Saturday, May 21, 2011

Sparked a Memory

Fire, as my roommate Scott so adeptly pointed out this evening, makes me thoughtful. So, as I sit here on the patio swing in front of the fire pit, I find it fitting that I indulge the desire to write.

I have successfully resumed work at the prison, and this last week has been... well, it's been interesting. On the one hand, it's so nice to start falling back into a routine. I missed these people. Well, most of them at any rate, lol. And the work I missed. Doing the Army detainee training reminded me of that. I like my job. I had forgotten that before I left. I got so caught up in the bullshit and drama that I had forgotten that I liked what I did for a living. But, my return to the prison reminded me that I hate who I work for. The manipulative, hypocritical administration is... well, it didn't take me long to remember why I was so anxious for a break, lol.

Life outside of work has been crazy as well. I've been trying to no avail to get a loan to buy a new truck. It seems that someone under the age of 30 that doesn't have a huge mortgage is considered a high-risk loan candidate, even if they have decent credit. Asinine. I'm not giving up on it yet. But it's still frustrating the hell out of me.

But, despite the madness that is my life of late, I find myself completely in awe of how lucky I am. And that, will be the focus of my writing tonight.

Scott joined me for fire time and wine earlier, and as we enjoyed being outside in what has turned out to be a perfect night for a fire, we talked about our lives and the people in them... specifically family. And as always in such conversations, my mind drifted to memories of home.


I was ten, and I was excited. Camping was a huge adventure, and I was getting to go -- without my parents, or my brother, who at that age was the total bane of my existence. My maternal grandparents were taking me to Wells, Maine to spend a few weeks in their old pop-up camper, in a campground just minutes from the beach.

When we arrived at the campground, we settled in, and made it to the beach in time to watch the sunset. As the sun went down, I played catch with my grandfather on the sand, while the surf rolled in, and my Nana watched from her beach chair, laughing. I can remember thinking then that they would be around forever, and that we would spend every summer for eternity playing catch on the beach. It would be several years before I would understand mortality.

A few days later, Gramp started the evening tradition of building the camp fire after dinner. I had watched this process every night, and thought I had it pretty well figured out.

"Gramp, can I help?" He stopped crinkling up newspaper and smiled.

"Well, I guess you can, dear. Come on over here." So, I crouched on the ground next to the fire pit, and meticulously made the log teepee that I'd watched him make every night. It wasn't perfect, but he didn't touch it. Instead, he handed me some newspaper, and together we crinkled it up into little balls and tucked it inside the teepee, and placed a few slivers of kindling on top of it. When we were done, we sat back and looked at our handiwork.

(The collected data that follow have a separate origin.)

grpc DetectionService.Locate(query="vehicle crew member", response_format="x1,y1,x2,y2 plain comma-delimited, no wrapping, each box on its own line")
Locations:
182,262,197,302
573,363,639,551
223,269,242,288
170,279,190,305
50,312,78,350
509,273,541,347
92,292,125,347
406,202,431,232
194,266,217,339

"Well, I think that's a mighty fine looking setup we've got here. What'dya think?" Downeast Maine was thick in his voice. Looking back it's one of the things I remember most distinctly about him. And one of the things I miss most.

I smiled. "It's great!" As his laugh rang out into the twilight, he handed me the matches.

"Well, do the honors, then." As I struck the match off the stone of the pit like I'd seen him do dozens of times, and would see him do countless more, I felt a tangle of emotions that at ten years old I had no hope of understanding. But as the fire lit, and the flames rose, I knew that moment was special, but I had no idea that it would be a memory that would stick with me well into adulthood. Nor did I care, as I was handed my skewer for marshmallow roasting. A young girl had to have her priorities, after all...


My summers that I spent camping at the beach with my grandparents are some of my favorite memories from my youth. As I got older, though, and life took over, I grew apart from my grandparents, and two years ago, my grandfather passed away. With his death, I found myself remembering more of the little things about him, and regretting the loss of the closeness we had shared in my childhood. Hindsight truly is 20/20.

Tonight, as I meticulously set up my teepee of firewood, I smiled, and thought of Gramp. I can't recall a time when I haven't made my fires the way I learned from him. Some lessons stick with you, even without realizing it, and those lessons keep the people that imparted them with you long after they're gone. So, tonight as I sit here, I think of Gramp and the other colorful characters that have imparted lessons in my life, I realize how truly blessed I am to have so many wonderful people that have shaped the person I am -- and how blessed I am that they stick with me, even when I'm unintentionally neglectful because life gets in the way.